Gang der Probe
Auf dieser Seite möchten wir Ihnen einen Eindruck darüber vermitteln, welche Stationen Ihre Untersuchungsprobe in unserem Labor durchläuft, bis aus der Probe ein fertiger mikrobiologischer Befund entsteht.
In der Probenannahme werden Ihre Proben von uns entgegengenommen.
Sie können die Proben entweder persönlich bringen, per Post oder Boten schicken oder mit der KFA zustellen.
Am Anlageplatz werden die Probenmaterialien auf unterschiedlichen Nährmedien angelegt. Je nach Anforderung werden auch mikroskopische Präparate angefertigt.
Die Nährmedien werden über Nacht in Brutschränken bebrütet. Die meisten Medien werden über 48 Stunden bebrütet, einige verbleiben auch bis zu 3 Wochen in den Brutschränken.
Mikroskopische Präparate werden umgehend beurteilt, und es wird Ihnen nach Beurteilung ein schriftlicher Vorbefund zugestellt.
Blutkulturen werden direkt in das automatische Bebrütungssystem (BACTEC) eingelesen.

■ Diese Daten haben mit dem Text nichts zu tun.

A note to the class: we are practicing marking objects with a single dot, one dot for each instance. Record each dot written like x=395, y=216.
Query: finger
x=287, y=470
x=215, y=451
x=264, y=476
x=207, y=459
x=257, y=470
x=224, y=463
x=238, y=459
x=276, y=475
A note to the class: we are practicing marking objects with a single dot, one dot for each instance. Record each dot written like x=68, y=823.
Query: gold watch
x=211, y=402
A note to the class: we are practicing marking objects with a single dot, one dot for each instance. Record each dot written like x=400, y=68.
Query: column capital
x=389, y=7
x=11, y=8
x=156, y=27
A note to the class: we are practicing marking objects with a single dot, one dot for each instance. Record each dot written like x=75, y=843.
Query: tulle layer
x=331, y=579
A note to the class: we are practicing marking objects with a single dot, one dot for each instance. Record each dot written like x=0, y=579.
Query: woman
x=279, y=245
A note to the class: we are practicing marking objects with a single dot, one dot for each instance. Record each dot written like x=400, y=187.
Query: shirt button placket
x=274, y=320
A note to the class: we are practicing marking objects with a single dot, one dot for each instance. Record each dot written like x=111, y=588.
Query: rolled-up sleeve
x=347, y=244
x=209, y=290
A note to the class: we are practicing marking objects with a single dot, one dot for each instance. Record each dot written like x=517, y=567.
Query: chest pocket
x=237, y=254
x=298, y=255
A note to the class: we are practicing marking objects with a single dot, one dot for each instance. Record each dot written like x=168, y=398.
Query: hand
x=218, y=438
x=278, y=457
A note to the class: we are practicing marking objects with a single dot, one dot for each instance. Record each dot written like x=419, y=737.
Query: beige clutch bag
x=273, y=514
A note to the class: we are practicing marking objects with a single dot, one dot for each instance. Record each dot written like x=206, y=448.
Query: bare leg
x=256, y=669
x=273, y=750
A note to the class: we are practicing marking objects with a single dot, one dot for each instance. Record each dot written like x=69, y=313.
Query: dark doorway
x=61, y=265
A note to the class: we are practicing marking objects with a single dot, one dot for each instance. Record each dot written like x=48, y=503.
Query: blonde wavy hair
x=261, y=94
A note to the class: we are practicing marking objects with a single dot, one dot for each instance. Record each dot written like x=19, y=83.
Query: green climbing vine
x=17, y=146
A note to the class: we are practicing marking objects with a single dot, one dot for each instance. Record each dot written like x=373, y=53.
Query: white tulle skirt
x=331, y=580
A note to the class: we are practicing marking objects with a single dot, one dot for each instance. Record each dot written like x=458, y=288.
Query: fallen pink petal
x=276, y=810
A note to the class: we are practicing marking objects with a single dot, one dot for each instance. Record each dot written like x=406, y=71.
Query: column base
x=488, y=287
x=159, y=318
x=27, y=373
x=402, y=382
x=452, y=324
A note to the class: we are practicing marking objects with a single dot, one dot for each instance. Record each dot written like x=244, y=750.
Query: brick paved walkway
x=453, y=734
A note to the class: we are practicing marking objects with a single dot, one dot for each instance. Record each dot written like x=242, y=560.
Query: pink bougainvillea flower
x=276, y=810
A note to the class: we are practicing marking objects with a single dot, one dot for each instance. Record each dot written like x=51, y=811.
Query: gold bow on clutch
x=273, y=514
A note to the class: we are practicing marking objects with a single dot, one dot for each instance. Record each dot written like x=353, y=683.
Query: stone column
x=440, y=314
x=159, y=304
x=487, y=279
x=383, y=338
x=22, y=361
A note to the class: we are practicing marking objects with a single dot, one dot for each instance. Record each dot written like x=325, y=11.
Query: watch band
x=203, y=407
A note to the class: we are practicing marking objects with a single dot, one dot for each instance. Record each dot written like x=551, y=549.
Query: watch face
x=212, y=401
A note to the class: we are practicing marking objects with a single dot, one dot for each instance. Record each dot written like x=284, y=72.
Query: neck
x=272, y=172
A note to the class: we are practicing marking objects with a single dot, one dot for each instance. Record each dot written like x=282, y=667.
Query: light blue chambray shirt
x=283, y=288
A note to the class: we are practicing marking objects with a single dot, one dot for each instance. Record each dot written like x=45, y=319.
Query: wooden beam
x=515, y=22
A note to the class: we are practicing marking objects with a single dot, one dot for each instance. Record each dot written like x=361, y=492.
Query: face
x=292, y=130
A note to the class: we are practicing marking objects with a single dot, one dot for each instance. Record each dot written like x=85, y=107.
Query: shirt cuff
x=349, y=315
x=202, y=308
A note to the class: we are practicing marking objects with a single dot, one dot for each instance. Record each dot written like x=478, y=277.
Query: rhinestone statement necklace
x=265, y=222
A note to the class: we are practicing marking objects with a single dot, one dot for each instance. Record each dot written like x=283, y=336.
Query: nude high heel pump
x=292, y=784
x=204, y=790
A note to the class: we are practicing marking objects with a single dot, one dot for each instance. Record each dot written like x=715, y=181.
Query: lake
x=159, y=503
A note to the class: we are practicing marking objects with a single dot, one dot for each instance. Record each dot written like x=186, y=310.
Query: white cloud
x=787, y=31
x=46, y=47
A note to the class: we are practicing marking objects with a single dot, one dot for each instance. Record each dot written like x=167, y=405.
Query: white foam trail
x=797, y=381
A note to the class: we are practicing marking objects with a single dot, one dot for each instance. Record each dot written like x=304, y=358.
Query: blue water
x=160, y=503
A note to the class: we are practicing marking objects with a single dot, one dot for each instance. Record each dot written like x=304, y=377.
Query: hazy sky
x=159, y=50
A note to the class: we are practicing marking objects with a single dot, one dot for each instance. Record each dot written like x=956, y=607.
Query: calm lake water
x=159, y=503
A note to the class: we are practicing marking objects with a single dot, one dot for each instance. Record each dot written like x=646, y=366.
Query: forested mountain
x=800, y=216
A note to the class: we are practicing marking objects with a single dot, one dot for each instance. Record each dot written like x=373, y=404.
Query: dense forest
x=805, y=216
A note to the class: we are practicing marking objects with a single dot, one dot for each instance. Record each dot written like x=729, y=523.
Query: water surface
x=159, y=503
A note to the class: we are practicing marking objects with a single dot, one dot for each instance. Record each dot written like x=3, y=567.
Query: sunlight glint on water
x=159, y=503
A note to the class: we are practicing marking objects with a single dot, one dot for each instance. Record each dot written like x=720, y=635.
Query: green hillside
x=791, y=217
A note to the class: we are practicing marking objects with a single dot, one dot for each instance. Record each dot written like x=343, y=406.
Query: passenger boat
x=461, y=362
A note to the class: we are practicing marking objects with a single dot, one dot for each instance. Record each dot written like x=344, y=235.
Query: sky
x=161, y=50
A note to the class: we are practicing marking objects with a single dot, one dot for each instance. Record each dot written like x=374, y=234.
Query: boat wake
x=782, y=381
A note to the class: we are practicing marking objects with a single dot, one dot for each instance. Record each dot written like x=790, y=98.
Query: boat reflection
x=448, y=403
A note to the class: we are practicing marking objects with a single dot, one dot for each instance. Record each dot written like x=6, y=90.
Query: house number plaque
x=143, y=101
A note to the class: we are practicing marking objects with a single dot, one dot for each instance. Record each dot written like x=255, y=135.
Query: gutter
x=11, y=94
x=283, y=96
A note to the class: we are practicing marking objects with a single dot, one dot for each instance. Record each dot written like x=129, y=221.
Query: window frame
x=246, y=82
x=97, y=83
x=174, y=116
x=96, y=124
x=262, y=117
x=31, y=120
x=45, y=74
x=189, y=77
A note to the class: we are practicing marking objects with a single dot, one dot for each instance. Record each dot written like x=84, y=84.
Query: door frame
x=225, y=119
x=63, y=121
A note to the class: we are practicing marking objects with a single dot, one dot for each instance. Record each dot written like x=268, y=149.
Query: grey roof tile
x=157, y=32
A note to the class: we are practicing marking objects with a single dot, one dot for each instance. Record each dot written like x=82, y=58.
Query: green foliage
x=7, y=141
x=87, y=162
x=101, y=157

Serologische Proben und Proben für PCR-Untersuchungen (Molekularbiologie) werden in einem gesonderten Laborbereich bearbeitet.
Die Tuberkulose- und Mykobakterien-Diagnostik findet in einem speziellen Labor der Sicherheitsstufe L3 statt, das nur über eine Schleuse betreten werden kann.
Nach Bebrütung der Nährmedien werden diese am nächsten Tag "abgelesen", d. h. es wird das Wachstum der unterschiedlichen Erreger beurteilt, dokumentiert und es werden weitere Untersuchungen zur Differenzierung und Resistenztestung der Erreger eingeleitet.
Hierbei findet eine enge Zusammenarbeit zwischen technischen und ärztlichen Mitarbeitern statt.
Bei Nachweis seltener oder ungewöhnlicher Erreger wird z. T. umfangreiche Fachliteratur zu Rate gezogen.
Falls für die Identifizierung der Erreger besondere Nährmedien, wie z.B. Indikatornährmedien, erforderlich sind, können diese in der Nährbodenküche selbst hergestellt werden.
Die Resistenztestung der Bakterien erfolgt in der Regel durch Bestimmung einer Minimalen Hemmkonzentration (MHK) im Mikrobouillondilutionsverfahren auf dem Merlin-System. Jedes Antibiogramm wird dabei von einer Laborärztin oder einem Laborarzt eingehend geprüft.
Nach Abschluss der Identifizierung der Erreger und der erforderlichen Resistenztestungen wird der Untersuchungsbefund abgeschlossen und gelangt in die ärztliche Validation. Hierbei führt die Laborärztin/der Laborarzt eine abschließende Prüfung aller durchgeführten Untersuchungen in Bezug auf Richtigkeit und Plausibilität des Ergebnisse durch, bevor der Befund durch ihre/seine Unterschrift endgültig freigegeben wird.